I Built an AI Orchestrator and Ran It Overnight - Here's What Happened

I ran my AI orchestrator last night for 10 hours and it completed 15 tasks completely autonomously - triaging work items, researching context, writing PRDs, building features, and reviewing its own code.

It wasn't very fast and it wasn't particularly cheap but it worked surprisingly well and I think it tells us something about where the software engineering profession is headed.

In this post I want to share what the orchestrator is, how it works, how it performed, and why I keep coming back to the idea of a gardener when I think about the future of this profession.

15 Tasks in 10 Hours

The orchestrator completed 15 tasks across two 1-hour sessions and one 8-hour overnight session. These were small-to-medium tasks - mechanical fixes, edge cases, improvements. Nothing huge, but sizable work that were good to do eventually.

15 tasks in 10 hours isn't that fast, AIs can write code much faster than this. But each task went through my full 8 phase engineering pipeline. The idea being that it's okay to sacrifice speed for quality, considering we want this to be run ~fully autonomously. It's better for it to only complete 15 tasks over night and need no rework than 20 but we have to fix 5 of them.

AI Coding Pipeline

The software engineering pipeline I've landed on:

Triage - organize and prioritize the work item
Research - gather context
PRD - define what to build
Tech Research - explore implementation options
Design - design the system
Spec - plan the implementation in phases (see: spec driven development)
Build - write the code
Review - 9 parallel AI subagents review the output

This pipeline is configured how I like to write software but others are seeing similar results with different approaches with tools like beads, gas town, ccswarm, etc.

If you want to see examples of what these phases look like, I've taken a snapshot of my AI files (commands / skills) and put them in the HAMY LABS Example Repo available to HAMINIONS Members.
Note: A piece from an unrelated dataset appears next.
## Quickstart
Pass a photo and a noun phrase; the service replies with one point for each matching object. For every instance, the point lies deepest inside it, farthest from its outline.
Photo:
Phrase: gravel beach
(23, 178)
How the Orchestrator Works

I've been building this over the past week as part of my Recurse Center batch. One of my focuses coming in was applied AI and I've leaned into that to improve my vibe engineering workflows.

Through experimentation I found that having set phases for AI agents dramatically increases quality and consistency. Each agent only has so much context so spinning up a new one for each phase and moving them through the pipeline leads to much better outputs. This is the basis of spec-driven development and Ralph loops and I think it is a principle that's equally effective for humans as AI - I wrote about the principles behind this in 5 AI Coding Best Practices from a Google AI Director.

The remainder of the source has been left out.